Alexander Jacob Schem (16 March 1826 – 21 May 1881) was a German-American writer, editor and educator.

==Early life==
He attended the Paderborn gymnasium from 1839 to 1843, and then studied theology and philology at the Universities of Bonn and Tübingen. He was ordained a Roman Catholic priest in 1849 and served two years in Bielefeld. He became disillusioned with its dogma, and separated from the Church. In 1851 he emigrated to the United States.

==Immigrant==
In the United States, he was a tutor for a time in the home of a publisher whose oldest daughter he married in 1853. That year, he began teaching in the Collegiate Institute at Mount Holly, New Jersey. In 1854, he became professor of ancient and modern languages in Dickinson College, but he resigned in 1860 to devote himself to literature and journalism.
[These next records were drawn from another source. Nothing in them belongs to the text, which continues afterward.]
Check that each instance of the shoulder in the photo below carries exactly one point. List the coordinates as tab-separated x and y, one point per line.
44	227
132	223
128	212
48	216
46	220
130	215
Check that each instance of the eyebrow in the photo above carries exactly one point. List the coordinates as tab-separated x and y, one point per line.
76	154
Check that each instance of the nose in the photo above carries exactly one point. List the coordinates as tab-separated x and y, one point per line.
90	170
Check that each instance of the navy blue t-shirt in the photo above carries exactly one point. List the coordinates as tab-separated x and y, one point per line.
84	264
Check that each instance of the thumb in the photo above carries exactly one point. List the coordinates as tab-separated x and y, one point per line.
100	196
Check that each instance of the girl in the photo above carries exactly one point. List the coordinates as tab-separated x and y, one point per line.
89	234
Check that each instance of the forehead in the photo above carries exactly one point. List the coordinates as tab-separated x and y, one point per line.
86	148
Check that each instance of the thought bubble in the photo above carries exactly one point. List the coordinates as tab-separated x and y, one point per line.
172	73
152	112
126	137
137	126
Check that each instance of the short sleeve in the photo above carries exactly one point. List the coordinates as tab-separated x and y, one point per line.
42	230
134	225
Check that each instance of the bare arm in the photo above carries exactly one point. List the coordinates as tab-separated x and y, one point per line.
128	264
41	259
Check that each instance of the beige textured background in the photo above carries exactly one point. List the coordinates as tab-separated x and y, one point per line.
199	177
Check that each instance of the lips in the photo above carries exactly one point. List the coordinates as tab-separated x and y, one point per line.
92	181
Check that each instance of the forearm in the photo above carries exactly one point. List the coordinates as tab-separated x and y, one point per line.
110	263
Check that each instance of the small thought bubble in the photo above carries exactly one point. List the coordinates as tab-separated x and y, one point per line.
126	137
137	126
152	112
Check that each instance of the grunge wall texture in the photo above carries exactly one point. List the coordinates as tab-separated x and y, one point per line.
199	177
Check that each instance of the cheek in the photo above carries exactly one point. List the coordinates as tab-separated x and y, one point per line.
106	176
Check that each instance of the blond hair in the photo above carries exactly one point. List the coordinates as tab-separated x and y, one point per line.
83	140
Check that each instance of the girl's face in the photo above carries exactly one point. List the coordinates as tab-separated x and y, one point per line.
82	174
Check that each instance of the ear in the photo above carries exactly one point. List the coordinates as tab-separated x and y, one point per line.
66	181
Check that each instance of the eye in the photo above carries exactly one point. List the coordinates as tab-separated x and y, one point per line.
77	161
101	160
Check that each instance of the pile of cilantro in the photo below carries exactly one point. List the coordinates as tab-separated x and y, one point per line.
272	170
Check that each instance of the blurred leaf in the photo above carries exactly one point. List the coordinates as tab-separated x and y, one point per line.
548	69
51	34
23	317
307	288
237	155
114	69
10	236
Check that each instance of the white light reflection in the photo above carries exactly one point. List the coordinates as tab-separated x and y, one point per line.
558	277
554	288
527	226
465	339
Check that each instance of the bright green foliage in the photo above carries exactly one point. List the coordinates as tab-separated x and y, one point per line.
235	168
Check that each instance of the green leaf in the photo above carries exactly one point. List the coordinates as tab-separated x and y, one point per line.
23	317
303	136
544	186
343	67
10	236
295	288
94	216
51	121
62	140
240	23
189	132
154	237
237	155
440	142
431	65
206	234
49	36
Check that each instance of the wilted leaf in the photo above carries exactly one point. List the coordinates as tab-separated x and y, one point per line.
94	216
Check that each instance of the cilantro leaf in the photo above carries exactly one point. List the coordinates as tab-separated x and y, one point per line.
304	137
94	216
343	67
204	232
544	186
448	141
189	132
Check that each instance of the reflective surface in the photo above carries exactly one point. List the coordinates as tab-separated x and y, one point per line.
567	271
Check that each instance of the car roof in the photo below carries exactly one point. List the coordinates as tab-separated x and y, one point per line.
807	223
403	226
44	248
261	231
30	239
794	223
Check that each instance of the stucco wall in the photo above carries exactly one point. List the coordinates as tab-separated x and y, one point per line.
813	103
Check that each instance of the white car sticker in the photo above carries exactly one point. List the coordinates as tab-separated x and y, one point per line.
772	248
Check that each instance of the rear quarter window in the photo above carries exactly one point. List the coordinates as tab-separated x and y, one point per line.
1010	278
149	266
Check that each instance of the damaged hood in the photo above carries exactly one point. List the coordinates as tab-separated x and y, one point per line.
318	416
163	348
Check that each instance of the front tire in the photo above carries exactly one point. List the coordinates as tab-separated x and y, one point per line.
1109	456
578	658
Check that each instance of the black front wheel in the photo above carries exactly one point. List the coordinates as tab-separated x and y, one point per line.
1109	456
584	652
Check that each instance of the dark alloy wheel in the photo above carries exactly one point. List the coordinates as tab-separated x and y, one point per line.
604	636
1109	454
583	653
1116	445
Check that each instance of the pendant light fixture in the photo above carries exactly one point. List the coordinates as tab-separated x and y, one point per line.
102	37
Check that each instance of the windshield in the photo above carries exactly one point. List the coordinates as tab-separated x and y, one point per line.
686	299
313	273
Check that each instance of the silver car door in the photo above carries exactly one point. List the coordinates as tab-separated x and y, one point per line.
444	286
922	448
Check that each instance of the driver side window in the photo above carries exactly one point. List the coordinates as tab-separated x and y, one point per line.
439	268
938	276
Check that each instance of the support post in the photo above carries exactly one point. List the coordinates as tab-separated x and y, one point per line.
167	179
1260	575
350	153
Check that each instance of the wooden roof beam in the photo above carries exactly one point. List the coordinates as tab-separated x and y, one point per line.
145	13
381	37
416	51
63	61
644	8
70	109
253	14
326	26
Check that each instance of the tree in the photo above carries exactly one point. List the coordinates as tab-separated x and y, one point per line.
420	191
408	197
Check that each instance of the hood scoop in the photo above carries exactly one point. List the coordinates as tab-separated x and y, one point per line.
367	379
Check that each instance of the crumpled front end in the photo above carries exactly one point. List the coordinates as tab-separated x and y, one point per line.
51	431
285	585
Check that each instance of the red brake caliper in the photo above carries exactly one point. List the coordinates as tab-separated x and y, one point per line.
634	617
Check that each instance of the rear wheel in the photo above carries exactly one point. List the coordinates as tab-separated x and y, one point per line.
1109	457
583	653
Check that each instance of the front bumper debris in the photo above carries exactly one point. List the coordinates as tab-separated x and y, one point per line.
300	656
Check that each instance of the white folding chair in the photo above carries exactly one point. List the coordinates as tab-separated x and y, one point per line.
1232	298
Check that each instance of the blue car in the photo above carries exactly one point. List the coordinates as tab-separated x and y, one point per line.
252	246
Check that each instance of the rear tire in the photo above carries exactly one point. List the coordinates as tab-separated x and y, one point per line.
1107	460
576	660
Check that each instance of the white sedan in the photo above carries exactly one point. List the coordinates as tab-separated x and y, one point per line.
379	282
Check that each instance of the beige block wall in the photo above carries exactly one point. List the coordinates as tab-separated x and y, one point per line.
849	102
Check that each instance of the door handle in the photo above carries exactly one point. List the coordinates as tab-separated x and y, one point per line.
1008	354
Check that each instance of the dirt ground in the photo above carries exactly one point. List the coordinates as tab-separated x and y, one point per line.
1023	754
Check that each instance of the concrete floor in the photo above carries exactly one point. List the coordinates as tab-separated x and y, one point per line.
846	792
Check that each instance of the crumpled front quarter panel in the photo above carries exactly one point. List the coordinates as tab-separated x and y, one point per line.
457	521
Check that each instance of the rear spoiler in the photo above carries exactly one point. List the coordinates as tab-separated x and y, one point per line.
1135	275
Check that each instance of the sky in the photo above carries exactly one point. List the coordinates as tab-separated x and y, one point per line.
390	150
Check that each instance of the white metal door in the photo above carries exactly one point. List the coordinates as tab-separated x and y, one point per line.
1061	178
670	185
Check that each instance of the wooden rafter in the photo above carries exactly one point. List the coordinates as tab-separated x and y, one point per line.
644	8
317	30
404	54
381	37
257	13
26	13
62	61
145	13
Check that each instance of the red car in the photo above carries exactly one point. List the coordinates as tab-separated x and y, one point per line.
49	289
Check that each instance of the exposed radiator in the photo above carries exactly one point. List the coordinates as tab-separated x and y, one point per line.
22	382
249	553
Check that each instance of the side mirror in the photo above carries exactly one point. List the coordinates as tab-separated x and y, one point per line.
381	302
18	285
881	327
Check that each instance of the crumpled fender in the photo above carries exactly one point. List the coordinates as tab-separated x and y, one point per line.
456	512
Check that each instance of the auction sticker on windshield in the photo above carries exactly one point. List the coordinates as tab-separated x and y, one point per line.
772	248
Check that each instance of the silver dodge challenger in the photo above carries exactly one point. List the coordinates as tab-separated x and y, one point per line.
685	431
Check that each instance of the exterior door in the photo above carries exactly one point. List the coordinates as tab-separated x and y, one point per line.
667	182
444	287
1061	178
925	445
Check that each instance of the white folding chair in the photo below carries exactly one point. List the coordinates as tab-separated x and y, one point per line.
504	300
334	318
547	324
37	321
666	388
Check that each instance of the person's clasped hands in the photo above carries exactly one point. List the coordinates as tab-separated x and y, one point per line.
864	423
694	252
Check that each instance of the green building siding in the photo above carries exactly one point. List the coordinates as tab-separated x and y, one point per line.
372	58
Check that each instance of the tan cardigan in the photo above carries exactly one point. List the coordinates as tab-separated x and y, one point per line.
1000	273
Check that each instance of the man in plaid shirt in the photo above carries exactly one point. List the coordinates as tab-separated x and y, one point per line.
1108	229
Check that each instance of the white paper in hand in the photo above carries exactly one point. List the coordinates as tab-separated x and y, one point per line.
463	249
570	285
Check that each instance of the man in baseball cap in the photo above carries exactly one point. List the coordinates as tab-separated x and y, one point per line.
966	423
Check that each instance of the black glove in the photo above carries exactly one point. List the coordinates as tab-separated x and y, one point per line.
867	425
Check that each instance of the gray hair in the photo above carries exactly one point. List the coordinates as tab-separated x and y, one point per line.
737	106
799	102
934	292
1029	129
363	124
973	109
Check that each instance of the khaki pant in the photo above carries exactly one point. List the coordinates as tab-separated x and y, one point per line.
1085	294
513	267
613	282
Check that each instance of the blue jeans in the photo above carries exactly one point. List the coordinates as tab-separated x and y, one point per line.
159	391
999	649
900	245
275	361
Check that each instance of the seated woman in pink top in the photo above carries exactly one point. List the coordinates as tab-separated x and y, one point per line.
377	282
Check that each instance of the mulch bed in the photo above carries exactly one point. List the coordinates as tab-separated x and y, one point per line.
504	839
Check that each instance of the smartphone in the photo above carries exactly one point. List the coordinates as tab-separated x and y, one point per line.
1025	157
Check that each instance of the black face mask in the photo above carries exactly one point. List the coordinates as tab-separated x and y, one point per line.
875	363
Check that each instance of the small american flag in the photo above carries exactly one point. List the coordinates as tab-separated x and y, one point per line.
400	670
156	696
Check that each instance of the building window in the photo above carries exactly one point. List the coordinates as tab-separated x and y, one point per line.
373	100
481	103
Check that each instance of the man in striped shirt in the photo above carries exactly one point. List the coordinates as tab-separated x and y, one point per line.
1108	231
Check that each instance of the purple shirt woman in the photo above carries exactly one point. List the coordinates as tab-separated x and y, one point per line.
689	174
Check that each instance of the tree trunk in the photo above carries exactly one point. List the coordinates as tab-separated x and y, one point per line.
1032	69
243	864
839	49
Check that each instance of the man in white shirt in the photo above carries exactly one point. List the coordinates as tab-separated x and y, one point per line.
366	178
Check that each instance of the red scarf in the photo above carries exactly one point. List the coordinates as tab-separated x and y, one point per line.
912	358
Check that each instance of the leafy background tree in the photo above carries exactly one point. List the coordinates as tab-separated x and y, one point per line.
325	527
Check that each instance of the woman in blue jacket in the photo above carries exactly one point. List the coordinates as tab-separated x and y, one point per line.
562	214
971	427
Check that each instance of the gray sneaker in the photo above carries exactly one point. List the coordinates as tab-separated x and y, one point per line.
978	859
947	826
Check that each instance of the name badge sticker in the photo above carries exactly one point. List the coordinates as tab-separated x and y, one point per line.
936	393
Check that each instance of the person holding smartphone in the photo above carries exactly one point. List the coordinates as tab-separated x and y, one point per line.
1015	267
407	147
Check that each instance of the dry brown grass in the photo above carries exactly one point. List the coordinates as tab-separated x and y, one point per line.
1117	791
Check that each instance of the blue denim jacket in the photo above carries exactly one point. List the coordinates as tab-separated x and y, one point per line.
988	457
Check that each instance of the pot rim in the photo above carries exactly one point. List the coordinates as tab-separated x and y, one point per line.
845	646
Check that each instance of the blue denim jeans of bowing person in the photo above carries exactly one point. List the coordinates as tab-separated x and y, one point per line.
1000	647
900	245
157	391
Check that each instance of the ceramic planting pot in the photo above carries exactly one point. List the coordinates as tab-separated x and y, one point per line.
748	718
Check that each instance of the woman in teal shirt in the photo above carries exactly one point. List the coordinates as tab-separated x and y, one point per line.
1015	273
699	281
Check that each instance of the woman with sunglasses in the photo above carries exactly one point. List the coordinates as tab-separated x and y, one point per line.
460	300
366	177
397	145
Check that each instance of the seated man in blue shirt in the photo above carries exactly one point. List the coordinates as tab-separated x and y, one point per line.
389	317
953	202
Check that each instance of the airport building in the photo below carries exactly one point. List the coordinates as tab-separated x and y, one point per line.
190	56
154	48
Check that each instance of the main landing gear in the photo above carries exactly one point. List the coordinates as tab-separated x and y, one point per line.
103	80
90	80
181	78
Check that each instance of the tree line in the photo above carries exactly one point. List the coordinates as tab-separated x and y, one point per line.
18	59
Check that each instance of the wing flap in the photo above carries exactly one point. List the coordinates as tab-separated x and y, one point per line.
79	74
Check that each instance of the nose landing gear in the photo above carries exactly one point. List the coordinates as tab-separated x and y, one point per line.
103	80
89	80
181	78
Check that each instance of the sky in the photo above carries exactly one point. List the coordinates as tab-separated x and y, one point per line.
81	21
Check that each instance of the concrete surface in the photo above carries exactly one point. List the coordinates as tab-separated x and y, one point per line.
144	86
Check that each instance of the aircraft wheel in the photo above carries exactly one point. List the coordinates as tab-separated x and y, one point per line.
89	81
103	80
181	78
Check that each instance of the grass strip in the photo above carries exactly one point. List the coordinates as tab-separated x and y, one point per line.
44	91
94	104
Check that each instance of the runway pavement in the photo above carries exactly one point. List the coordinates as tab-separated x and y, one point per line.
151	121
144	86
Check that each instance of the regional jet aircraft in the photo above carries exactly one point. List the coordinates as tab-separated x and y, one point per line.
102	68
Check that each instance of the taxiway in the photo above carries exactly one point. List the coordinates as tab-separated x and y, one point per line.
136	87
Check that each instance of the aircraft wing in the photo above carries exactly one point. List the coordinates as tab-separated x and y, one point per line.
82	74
He was a writer for the New York Tribune until 1869, when he undertook the editorship of the Deutsch-amerikanisches Conversations-Lexicon (11 vols., New York, 1869–1874). From 1874 to his death, he held the office of assistant superintendent of the public schools in New York City.

==Works==
Besides the Deutsch-amerikanisches Conversations-Lexicon, he was a contributor to other cyclopædias of statistical, geographical, and religious articles. He was one of the editors of the Methodist and of the Methodist Quarterly Review. He prepared, with George Richard Crooks, a Latin-English Dictionary (Philadelphia, 1857), and published several editions of Schem's Statistics of the World; the American Ecclesiastical Year-Book (New York, 1860); the Ecclesiastical Almanac (1868 and 1869); and, with Henry Kiddle, a Cyclopædia of Education (1877), which was followed by two annual supplements called the Year-Book of Education (1878 and 1879).

He also wrote a book on the Russo-Turkish War (1877–1878), The War in the East (1878).